Friday, January 17, 2014

The Power of Praising the Positive

Recognizing positive behavior can feel disingenuous when a child struggles with numerous behaviors.  Helping parents to grasp the importance of praise can also be a challenge.  For you and for parents, a good exercise is to make a list of all the good things about this child.  I use the term “things” because it could be anything from “funny” to “they took out the recycling last week.”  For this exercise, it doesn’t matter that being funny is mostly at their sibling’s expense, or that when they took out the recycling they left a trail all the way down the stairs.  The point is there are still positive elements - the child has a sense of humor and attempts chores.  Take any trait or “thing” from the list and think about how you might praise the child.  Each time they make a joke that is not at the expense of another person, you laugh or say “you know, you’re pretty funny.”  Or what if you said “thank you so much for taking out the recycling.  Once you’ve picked up the containers on the stairs you’ll be done.”  The key is to mean it and not add qualifiers - “you know, you’re pretty funny, but no more making fun of other people like usual” or “thanks for taking out the recycling, but you dropped stuff everywhere!”  However, on the same note, you’re not ignoring negative behavior - if the child is mean to his/her sibling he/she needs to apologize, but this behavior is separate and it is important to keep it that way.  You are also not telling the child that they did a great job with the recycling and you will help them pick up the containers they dropped.  

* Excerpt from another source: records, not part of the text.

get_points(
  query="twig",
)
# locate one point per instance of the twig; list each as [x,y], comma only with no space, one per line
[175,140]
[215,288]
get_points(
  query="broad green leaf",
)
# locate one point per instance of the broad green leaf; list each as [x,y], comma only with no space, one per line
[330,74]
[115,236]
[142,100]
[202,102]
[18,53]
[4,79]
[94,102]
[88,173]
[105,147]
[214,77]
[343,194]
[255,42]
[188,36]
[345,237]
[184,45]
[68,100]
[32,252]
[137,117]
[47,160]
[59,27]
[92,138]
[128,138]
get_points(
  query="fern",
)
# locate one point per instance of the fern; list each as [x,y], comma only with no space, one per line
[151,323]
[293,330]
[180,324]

Using praise can be effective even in dangerous situations when we feel compelled to yell, "what ever you do don't  _______!!"  Yelling this can promote the undesired outcome.  Praising a child in a sticky situation does not absolve bad behavior; instead the focus is safety first, consequences later.  A well-trained professional was working with a very behaviorally challenging child who had climbed up on the heating vent of a classroom and was in a position that if he were to move a few feet in either direction he would incur serious burns.  This professional had to think quickly.  She started praising him while the aide rushed to seek the kind of help that required a ladder.  "Nice job staying still" "you're being very safe right now, good work," she calmly said.  Notice she did not say, "you're a good performer" or “you’d be a great acrobat.”